Energy storage - IOUs

Each IOU presented its proposed approach for estimating behind-the-meter (BTM) storage growth, and discussed both system-level forecasting and disaggregation methods. IOUs presented joint challenges.

  • IOU presentations
  • PG&E – Energy Storage System Level Forecasts
  • Energy Commission does not include customer-sited BTM storage forecast in the IEPR process. Therefore PG&E has not filed a BTM storage forecast as part of the 2017 IEPR submissions
  • PG&E forecasts economically-driven (“organic”) customer-sited BTM storage
  • Bass technology diffusion framework
  • Estimated cost-effectiveness
  • Use-cases Modeled: peak shaving, rate arbitrage and back-up services
  • Use-cases not modeled: multi-use applications (e.g., wholesale markets)
  • The PG&E model uses storage-optimized inputs e.g., loadshapes, PV profiles, rates, storage system size; financial calculations, etc.

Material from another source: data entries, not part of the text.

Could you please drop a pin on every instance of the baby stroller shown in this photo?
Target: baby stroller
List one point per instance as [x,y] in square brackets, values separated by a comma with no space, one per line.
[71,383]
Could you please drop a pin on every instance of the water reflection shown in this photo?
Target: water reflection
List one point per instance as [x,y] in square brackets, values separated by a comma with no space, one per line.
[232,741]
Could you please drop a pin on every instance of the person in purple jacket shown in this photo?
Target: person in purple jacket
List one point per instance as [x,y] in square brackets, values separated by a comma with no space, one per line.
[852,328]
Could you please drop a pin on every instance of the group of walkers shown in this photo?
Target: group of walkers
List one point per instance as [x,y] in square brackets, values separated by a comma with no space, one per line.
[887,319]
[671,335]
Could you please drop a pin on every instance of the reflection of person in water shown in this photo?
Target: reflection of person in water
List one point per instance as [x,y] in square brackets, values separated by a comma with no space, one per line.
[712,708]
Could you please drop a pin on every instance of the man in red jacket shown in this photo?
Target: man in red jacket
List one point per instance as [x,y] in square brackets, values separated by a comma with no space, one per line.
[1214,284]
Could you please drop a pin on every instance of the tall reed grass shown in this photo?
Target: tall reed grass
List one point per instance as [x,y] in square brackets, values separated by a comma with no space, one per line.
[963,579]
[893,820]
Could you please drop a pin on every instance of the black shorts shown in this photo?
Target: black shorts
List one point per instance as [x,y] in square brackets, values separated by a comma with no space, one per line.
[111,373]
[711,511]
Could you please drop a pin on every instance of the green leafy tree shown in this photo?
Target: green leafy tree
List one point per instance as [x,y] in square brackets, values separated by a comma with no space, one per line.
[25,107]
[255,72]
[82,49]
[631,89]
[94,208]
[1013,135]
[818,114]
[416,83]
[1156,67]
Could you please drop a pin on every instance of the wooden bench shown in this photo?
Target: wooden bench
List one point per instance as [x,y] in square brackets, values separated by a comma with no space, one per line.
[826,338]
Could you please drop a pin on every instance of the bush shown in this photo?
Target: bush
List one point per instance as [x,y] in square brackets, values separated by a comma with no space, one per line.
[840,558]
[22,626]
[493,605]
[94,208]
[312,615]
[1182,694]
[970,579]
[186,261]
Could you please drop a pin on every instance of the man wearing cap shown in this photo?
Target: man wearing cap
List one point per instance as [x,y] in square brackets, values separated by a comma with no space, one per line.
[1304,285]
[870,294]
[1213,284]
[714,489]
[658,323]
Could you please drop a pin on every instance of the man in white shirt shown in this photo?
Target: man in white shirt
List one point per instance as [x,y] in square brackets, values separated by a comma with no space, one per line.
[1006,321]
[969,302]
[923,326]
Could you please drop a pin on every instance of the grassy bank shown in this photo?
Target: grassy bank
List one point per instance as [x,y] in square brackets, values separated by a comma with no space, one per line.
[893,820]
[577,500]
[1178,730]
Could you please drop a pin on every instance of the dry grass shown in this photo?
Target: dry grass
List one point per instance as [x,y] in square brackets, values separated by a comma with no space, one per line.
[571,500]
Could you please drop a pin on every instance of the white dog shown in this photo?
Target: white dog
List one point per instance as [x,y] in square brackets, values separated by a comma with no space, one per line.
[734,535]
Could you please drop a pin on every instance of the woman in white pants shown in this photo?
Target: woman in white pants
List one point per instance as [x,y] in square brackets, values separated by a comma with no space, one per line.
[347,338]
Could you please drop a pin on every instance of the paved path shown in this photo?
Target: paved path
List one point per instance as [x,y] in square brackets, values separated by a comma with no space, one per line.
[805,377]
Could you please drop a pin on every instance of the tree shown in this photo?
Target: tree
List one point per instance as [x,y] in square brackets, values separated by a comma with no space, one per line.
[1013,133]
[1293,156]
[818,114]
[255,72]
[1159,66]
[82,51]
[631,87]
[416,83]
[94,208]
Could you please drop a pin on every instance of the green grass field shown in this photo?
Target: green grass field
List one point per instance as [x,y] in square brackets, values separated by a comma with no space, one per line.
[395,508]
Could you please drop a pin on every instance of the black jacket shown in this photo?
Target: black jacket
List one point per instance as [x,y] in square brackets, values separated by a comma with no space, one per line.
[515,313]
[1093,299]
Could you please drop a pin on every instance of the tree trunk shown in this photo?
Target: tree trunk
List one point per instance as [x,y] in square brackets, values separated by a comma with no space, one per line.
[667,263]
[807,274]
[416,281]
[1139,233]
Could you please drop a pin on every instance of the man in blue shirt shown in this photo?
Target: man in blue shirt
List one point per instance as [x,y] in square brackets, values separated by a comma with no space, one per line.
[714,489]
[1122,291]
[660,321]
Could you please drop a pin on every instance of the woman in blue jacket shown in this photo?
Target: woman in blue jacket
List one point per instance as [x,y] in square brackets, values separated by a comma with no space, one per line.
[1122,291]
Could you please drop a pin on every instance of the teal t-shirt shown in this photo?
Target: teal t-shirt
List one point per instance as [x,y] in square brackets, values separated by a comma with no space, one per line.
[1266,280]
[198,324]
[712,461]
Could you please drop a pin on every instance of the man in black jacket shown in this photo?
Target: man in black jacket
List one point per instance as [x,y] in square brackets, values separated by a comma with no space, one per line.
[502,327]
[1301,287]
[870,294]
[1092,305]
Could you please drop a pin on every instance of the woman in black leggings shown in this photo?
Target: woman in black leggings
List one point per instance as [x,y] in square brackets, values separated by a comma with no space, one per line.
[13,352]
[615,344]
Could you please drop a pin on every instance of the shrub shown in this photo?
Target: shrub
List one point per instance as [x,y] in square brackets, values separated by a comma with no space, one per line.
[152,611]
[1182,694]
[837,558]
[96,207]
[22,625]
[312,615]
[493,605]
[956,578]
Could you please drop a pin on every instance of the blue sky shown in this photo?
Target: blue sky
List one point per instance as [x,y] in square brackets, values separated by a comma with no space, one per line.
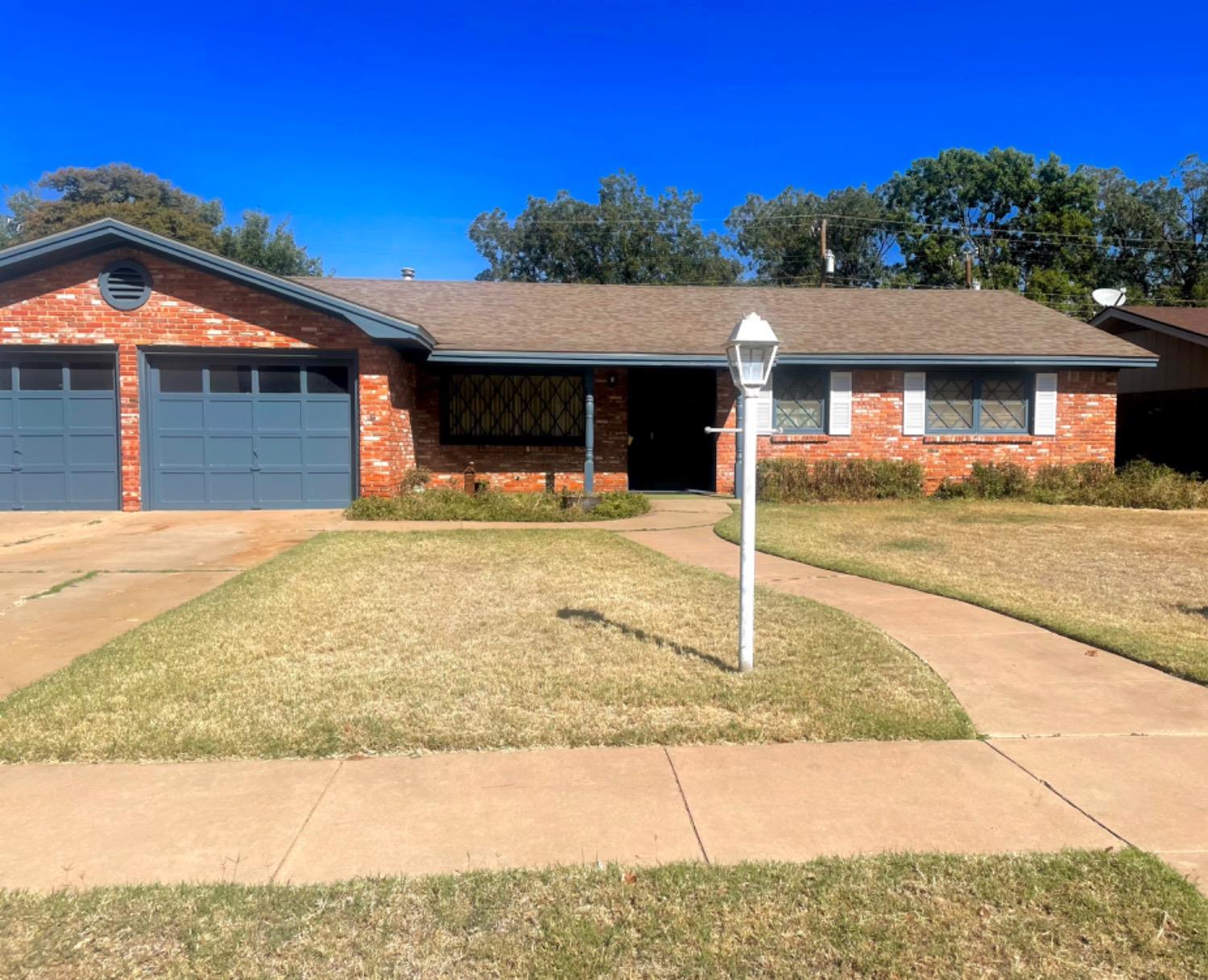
[382,130]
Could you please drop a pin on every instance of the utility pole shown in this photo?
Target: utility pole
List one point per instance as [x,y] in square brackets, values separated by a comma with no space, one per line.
[821,265]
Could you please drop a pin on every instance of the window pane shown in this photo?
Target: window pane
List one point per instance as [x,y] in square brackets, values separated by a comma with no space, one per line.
[40,376]
[1004,405]
[800,401]
[280,381]
[91,376]
[326,381]
[231,381]
[180,379]
[949,403]
[516,408]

This results in a market potential model which is translated into adoption curves using a Bass diffusion/S-curve approach.
  • PG&E – Energy Storage Disaggregation
  • Existing projects are allocated based on interconnection data
  • BTM storage is disaggregated to a county level with existing projects for non-residential installations and a Bass diffusion curve for residential adoptions.
  • At this time there are only about 400 BTM storage projects in PG&E service territory so forecasting based on historic trends is limited.
  • Near-term planning horizon, local information is useful (e.g., pending interconnection requests).
  • Long term planning horizon interconnection and RFO data will be available for larger projects (>500kW) and PG&E is considering a propensity model at the feeder level for smaller projects.
  • These methods will be revisited in subsequent planning cycles.
  • SDG&E – Energy Storage System Level Forecasts
  • The 2017-18 DPP Forecast will use ACR (AB 2514) targets to 2020. IEPR is currently does not provide specific energy storage forecast. Early adoption exceeding ACR targets will be analyzed and the forecast will be adjusted if trajectory continues into 2017.
  • SDG&E – Energy Storage Disaggregation
  • Small data set means this forecast is prone to errors during disaggregation – particularly given that many areas have no current adoption.
  • SDG&E subtracts larger projects (>500 kW) from total forecast.For the remainder, SDG&E uses expected correlation between existing PV adoption and electricity storage adoption.
  • Effectiveness of the “S-Curve” forecast will be evaluated when larger datasets become available.
  • SCE – Energy Storage System Level Forecasts
  • IEPR does not currently provide a specific ES forecast. SCE did not submit a separate storage forecast in 2017 IEPR demand forms.